# AWS ML APIs
In this notebook, we walk you through setting up and using an AWS machine learning API via Sagemaker. The material in this notebook largely follows the [AWS Developer Guide](https://docs.aws.amazon.com/machine-learning/?id=docs_gateway) for each service while providing details which are specific to using them in an AWS Educate account.

# What is machine learning?
In QTM 220, you learned how to use linear models and their variants. The focus in that class was on the statistics of the models and their estimation. Another aspect of these models is their use for making predictions, a.k.a. inferences on new data. This is typically the focus of machine learning in practice, and linear models are one of the simplest and oldest machine learning models in use. In recent years, new models that are more complex than linear modesl have come to the forefront of machine learning practice as they can provide useful inferences when dealing with fundamental problems.

The text in this subsection are selections from the [Amazon Machine Learning Developer Guide](https://docs.aws.amazon.com/machine-learning/latest/dg/machine-learning-problems-in-amazon-machine-learning.html) Caution: some of the services referenced in that particular guide are no longer available (e.g. Amazon ML). Hence, we present in this section a summary that is tailored to the background of  QTM 350 students.

## Examples of contemporary business problems that ML is commonly used for

Examples of binary classification problems:

* Is this email spam or not spam? (e.g. Gmail spam filter)

* Is this tweet written by a person or a robot? (E.g. Twitter [bot or not](https://blog.twitter.com/en_us/topics/company/2020/bot-or-not.html))

Examples of multiclass classification problems:

* Will this user want to watch a romantic comedy, documentary, or thriller? (E.g. Netflix [Recommendation algorithms](https://research.netflix.com/research-area/recommendations))

* Which category of products is most interesting to this customer? (E.g. every online shopping site)

Examples of regression classification problems:

* How many days before this customer stops using the application? 

* What price will this house sell for? (e.g. Zillow [Zestimate](https://www.zillow.com/how-much-is-my-home-worth/))

## When to use machine learning?
It is important to remember that ML is not a solution for every type of problem. For example, you don’t need ML if you can determine a target value by using simple rules, computations, or predetermined steps that can be programmed without needing any data-driven learning.

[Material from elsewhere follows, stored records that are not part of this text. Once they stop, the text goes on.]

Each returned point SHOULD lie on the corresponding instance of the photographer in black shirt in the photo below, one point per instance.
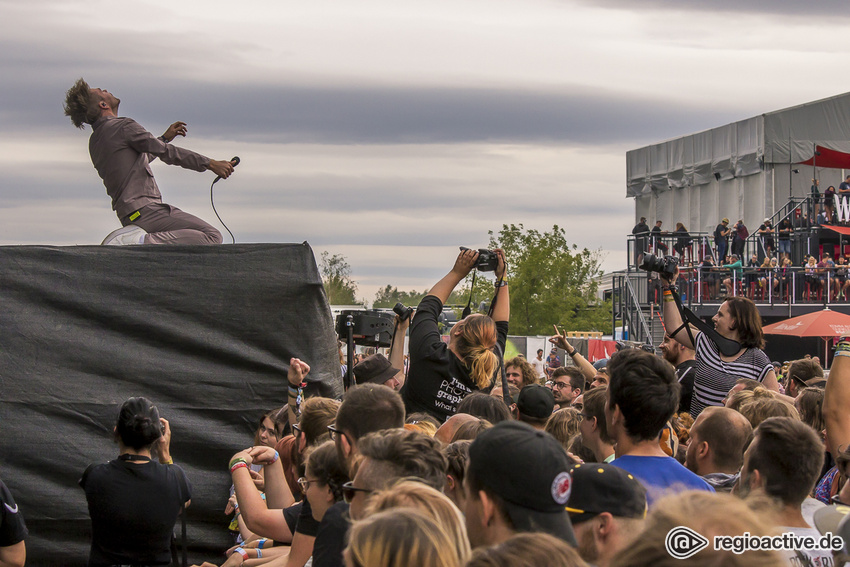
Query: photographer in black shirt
(441, 375)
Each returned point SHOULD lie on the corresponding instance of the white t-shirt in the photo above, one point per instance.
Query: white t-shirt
(539, 366)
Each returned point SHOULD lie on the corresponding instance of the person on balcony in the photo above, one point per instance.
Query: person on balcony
(740, 238)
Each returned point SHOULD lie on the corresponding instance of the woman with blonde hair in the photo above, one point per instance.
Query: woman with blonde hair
(441, 375)
(563, 425)
(401, 537)
(757, 411)
(433, 503)
(527, 550)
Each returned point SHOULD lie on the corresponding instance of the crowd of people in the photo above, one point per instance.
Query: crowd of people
(769, 274)
(471, 460)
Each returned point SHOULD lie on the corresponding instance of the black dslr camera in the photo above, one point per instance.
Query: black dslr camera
(666, 265)
(403, 311)
(488, 260)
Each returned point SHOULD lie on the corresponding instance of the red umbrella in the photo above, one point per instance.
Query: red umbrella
(825, 324)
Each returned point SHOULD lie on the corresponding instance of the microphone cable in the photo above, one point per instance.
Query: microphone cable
(235, 161)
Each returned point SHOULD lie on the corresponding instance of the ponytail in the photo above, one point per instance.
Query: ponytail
(474, 345)
(137, 425)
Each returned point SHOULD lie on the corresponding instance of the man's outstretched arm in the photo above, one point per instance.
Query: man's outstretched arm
(144, 142)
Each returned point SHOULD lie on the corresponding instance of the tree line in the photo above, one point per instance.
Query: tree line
(551, 282)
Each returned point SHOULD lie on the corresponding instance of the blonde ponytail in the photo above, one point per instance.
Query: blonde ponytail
(474, 345)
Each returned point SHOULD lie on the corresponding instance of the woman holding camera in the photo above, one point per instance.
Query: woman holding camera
(441, 375)
(737, 319)
(133, 501)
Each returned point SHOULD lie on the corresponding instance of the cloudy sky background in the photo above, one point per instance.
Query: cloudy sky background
(393, 131)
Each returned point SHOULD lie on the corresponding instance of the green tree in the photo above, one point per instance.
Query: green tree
(388, 296)
(336, 277)
(551, 282)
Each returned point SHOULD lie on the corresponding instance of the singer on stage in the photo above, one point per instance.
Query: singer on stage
(121, 151)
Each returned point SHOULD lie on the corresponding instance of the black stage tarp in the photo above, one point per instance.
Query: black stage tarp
(205, 332)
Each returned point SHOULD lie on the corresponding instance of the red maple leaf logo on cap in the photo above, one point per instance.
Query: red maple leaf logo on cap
(561, 487)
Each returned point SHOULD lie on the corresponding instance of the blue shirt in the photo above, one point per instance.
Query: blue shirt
(661, 475)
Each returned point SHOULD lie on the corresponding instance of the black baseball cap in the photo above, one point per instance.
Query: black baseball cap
(536, 401)
(529, 471)
(600, 487)
(376, 369)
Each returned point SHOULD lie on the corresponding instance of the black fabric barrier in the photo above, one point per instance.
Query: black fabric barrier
(205, 332)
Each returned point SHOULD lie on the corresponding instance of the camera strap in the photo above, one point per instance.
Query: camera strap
(727, 347)
(133, 458)
(506, 394)
(468, 309)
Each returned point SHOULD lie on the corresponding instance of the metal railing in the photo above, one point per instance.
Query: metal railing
(628, 308)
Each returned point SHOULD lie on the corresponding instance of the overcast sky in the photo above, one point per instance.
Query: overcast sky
(394, 131)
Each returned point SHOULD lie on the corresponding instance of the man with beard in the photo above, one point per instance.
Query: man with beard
(682, 358)
(567, 384)
(607, 507)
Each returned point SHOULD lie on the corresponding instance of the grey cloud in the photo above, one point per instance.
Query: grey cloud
(344, 113)
(832, 8)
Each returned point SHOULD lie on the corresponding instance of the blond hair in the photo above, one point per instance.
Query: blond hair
(563, 425)
(759, 410)
(402, 537)
(477, 335)
(433, 503)
(527, 550)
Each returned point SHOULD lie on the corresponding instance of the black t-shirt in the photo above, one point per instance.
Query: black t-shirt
(332, 537)
(686, 372)
(291, 515)
(12, 527)
(133, 508)
(437, 380)
(307, 524)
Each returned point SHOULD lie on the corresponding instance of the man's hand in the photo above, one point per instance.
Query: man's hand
(560, 340)
(164, 442)
(221, 168)
(671, 279)
(176, 129)
(298, 370)
(263, 455)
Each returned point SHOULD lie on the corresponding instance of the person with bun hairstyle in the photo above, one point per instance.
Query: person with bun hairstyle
(441, 375)
(134, 502)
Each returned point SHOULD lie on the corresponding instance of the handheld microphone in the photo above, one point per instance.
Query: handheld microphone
(235, 161)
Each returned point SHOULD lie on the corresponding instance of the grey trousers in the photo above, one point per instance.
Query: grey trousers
(169, 225)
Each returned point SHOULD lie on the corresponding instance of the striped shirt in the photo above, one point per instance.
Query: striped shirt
(715, 377)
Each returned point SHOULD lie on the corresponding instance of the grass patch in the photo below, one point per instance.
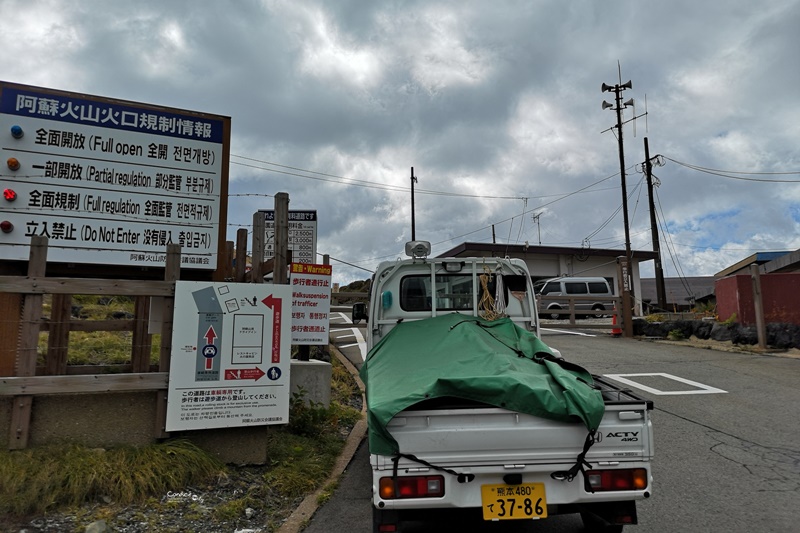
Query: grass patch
(93, 484)
(42, 479)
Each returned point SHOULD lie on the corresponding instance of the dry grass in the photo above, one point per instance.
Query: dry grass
(41, 479)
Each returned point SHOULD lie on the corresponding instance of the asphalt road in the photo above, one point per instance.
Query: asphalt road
(726, 440)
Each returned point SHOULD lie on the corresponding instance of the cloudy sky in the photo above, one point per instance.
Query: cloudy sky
(496, 106)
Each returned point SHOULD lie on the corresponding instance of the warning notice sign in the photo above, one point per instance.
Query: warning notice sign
(311, 303)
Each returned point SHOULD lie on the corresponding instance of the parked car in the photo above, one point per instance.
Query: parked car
(575, 286)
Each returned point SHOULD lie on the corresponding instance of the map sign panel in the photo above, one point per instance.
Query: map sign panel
(109, 181)
(231, 349)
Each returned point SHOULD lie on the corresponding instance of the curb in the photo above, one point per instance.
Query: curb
(298, 520)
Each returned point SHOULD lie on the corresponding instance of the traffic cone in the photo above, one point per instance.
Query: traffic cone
(615, 331)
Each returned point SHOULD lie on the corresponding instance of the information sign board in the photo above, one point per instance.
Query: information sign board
(311, 303)
(302, 235)
(111, 182)
(231, 349)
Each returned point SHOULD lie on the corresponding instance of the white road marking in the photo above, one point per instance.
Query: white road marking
(701, 389)
(356, 333)
(569, 332)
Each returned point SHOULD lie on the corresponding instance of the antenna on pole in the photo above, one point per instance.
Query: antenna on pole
(535, 218)
(413, 223)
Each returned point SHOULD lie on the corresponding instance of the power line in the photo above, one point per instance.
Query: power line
(342, 180)
(729, 173)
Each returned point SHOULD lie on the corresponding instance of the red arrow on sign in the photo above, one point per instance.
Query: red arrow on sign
(276, 304)
(244, 373)
(210, 335)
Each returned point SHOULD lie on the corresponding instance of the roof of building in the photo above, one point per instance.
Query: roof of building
(742, 266)
(786, 263)
(679, 291)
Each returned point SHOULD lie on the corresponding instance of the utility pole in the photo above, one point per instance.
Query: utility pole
(661, 293)
(413, 223)
(628, 293)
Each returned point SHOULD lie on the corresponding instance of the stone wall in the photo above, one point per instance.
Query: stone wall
(779, 336)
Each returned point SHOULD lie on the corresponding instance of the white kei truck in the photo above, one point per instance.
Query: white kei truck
(469, 412)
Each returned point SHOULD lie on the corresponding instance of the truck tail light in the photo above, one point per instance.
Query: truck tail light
(624, 479)
(412, 487)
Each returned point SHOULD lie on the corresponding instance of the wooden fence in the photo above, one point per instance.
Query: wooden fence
(53, 377)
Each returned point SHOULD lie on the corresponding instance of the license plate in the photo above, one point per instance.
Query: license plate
(510, 502)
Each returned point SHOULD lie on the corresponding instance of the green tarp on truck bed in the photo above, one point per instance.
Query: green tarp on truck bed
(462, 356)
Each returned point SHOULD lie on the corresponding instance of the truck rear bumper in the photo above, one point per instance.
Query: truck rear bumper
(466, 493)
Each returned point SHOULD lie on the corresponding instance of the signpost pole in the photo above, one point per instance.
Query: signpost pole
(259, 233)
(280, 273)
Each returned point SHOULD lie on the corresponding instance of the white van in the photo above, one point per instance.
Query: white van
(569, 286)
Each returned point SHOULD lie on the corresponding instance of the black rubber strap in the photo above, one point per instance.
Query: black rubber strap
(462, 478)
(580, 465)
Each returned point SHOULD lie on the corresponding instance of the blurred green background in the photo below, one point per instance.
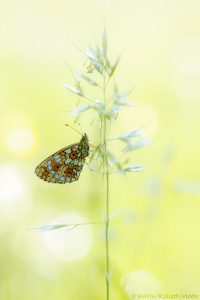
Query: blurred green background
(155, 239)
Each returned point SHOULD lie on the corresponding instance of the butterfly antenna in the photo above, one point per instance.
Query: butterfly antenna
(74, 129)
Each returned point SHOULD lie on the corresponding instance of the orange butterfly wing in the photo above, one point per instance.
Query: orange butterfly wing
(63, 166)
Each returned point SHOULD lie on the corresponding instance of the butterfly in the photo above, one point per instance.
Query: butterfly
(66, 164)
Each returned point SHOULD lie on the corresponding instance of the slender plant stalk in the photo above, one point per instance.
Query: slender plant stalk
(107, 197)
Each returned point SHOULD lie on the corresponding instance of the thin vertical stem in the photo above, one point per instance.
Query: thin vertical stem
(107, 198)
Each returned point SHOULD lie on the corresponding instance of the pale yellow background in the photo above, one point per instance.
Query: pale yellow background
(155, 241)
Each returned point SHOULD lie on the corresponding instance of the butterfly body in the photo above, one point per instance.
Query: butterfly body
(66, 164)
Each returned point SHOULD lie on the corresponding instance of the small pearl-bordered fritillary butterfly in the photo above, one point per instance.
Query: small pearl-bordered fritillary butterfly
(66, 164)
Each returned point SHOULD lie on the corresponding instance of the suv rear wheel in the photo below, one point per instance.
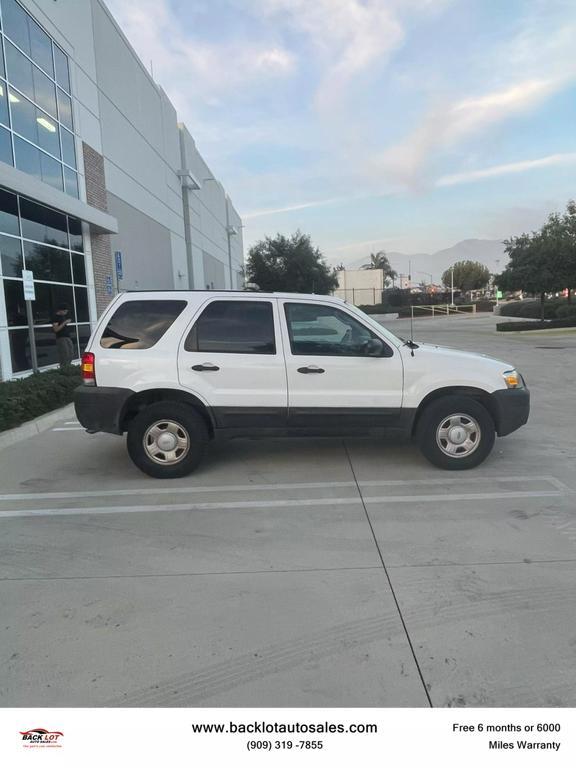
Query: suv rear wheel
(167, 440)
(456, 433)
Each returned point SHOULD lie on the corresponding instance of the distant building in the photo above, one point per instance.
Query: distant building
(360, 286)
(101, 189)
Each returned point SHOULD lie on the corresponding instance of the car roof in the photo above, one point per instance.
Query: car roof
(227, 293)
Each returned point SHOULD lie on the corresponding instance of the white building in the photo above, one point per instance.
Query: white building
(101, 188)
(360, 286)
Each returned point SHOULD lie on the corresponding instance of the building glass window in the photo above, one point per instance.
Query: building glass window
(50, 244)
(62, 69)
(11, 256)
(5, 147)
(37, 90)
(4, 114)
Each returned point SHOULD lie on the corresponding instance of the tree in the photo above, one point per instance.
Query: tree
(532, 266)
(468, 276)
(379, 260)
(289, 264)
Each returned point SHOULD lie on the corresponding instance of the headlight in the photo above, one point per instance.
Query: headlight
(513, 379)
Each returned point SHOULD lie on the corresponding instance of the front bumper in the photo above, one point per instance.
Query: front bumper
(100, 409)
(511, 409)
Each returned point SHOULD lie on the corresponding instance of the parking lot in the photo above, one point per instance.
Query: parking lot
(299, 572)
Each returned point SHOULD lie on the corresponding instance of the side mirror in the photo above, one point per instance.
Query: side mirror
(374, 348)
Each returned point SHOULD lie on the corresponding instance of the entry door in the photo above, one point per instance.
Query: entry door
(339, 371)
(232, 359)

### Use machine learning for the following situations:

#### You cannot code the rules
Many human tasks (such as recognizing whether an email is spam or not spam) cannot be adequately solved using a simple (deterministic), rule-based solution. A large number of factors could influence the answer. When rules depend on too many factors and many of these rules overlap or need to be tuned very finely, it soon becomes difficult for a human to accurately code the rules. You can use ML to effectively solve this problem. 

#### You cannot scale
You might be able to manually recognize a few hundred emails and decide whether they are spam or not. However, this task becomes tedious for millions of emails. ML solutions are effective at handling large-scale problems.

### AI vrs ML
Oftentimes simple rules or algorithms will be called AI, however they are not ML. See the section titled "Process automation" in this article [Harvard Business Review article](https://hbr.org/2018/01/artificial-intelligence-for-the-real-world). There, one of the tasks they list as being solved by AI is "transferring data from e-mail and call center systems into systems of record—for example, updating customer files with address changes or service additions". This requires programmatic control of data (for example by architecting a solution in the cloud to solve this task), not machine learning.

In the same section we find, “reading” legal and contractual documents to extract provisions using natural language processing (NLP). This is ML. Indeed, NLP tasks cannot be solved with simple algorithms or programs and require the latest machine learning models.

Talk to Jinho Choi at Emory if you are interested in NLP, as he is the faculty expert on campus and his team is the recent winner of the ultimate prize in this area, the [Alexa prize](https://developer.amazon.com/alexaprize)!  

## Amazon Rekognition
We first look at a machine learning tool for image and video analysis. From the [documentation](https://docs.aws.amazon.com/rekognition/latest/dg/what-is.html) you will find that:
> Amazon Rekognition is based on the same proven, highly scalable, deep learning technology developed by Amazon’s computer vision scientists to analyze billions of images and videos daily. It requires no machine learning expertise to use.

Great! Let's get started.

### Set up an IAM Role
In order to use this API within Sagemaker, we will need to update the Role we have been using to control Sagemaker permissions. Recall, when you created your Sagemaker instance, one of the steps was creating a new IAM Role. If you used the suggested default, the name would be similar to AmazonSageMaker-ExecutionRole-0238127377.

#### Where can I find that role?
Go to your Sagemaker dashboard, then notebook instances, then click the notebook instance name to access the page for the "Notebook instance settings". You should then see the page below.

![Notebook instance settings](./screenshot-instance-settings.png)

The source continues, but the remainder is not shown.